The best thing about the commodity crash relapse taking place so quickly after the last swoon – recall that we have had two oil bear markets within 8 months – is that all those hollow chatterboxes and econo-tourists who swore that tumbling oil is “unambiguously good” and “great for the economy” (first and foremost Larry Kudlow and then proceeding with every single sell side strategist and economissed), have been laughed out of even CNBC's studio, and are nowhere to be found this time around because not only did all those promises of a surge in consumer spending never materialize (for reasons, or rather one reason which we explained extensively before), but the observent public still remembers all too well how countless ‘experts' confusing cause (a gobal slowdown in the economy) with effect (crashing commodities).
Therefore, we were delighted when someone who actually understands the energy market for a change, The Schork Report's Stephen Schork, appeared on BBG's Pimm Fox yesterday to explain not only what the immediate future holds for both oil and gasoline prices, but why, when one actually gets cause and effect right, “this drop in oil prices, this drop industrial metal prices, this is not good. It's a canary in the coal mine that something is not right in the global economy, and that is a concern for us all.”
The full interview is below, here are the key spot-on highlights, first about the futures of commodity prices :
… from a demand perspective on the seasonal front, it's August 7. We only have four more weeks left of summer driving, then the peak gasoline season is over. Then we head into the fall where the fall turnaround; that is the refinery maintenance season begins. So refineries will scale back in their crude oil purchases. So right now we are at the peak of the demand season. Demand is only going to fall between now and the end of the year.
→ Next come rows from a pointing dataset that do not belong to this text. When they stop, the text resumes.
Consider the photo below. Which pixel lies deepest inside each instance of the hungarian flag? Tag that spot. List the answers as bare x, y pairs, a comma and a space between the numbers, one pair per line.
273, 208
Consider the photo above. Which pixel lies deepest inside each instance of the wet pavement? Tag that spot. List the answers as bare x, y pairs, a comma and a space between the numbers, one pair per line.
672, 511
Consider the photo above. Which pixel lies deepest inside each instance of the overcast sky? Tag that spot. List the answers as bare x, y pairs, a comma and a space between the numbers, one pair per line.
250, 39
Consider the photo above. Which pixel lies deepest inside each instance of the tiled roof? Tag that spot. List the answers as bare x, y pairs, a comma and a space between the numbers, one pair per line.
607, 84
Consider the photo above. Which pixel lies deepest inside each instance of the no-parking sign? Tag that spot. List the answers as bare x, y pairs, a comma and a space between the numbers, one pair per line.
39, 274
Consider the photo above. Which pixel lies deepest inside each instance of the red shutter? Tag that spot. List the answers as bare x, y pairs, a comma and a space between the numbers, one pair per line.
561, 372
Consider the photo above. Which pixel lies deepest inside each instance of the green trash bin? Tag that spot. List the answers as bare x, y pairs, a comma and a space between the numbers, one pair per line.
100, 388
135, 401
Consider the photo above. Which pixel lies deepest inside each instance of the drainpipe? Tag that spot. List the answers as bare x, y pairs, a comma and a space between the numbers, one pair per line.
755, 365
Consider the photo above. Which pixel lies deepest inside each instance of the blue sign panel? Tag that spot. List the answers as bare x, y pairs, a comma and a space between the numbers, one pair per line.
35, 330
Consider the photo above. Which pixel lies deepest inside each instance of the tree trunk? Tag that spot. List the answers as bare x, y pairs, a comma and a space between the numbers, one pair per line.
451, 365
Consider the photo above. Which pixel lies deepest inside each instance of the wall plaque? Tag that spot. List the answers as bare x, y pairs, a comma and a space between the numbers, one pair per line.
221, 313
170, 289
On the supply side we are still producing. Regardless of what the oil bulls will tell you about the pullback in production, or the anticipated pullback in production, we have not yet seen it, and we will not see significant pullback I believe through the end of this year. So you marry those two facts together, fall in demand, strong production, i.e. I do think oil prices are headed below $40 a barrel in the latter half of this year.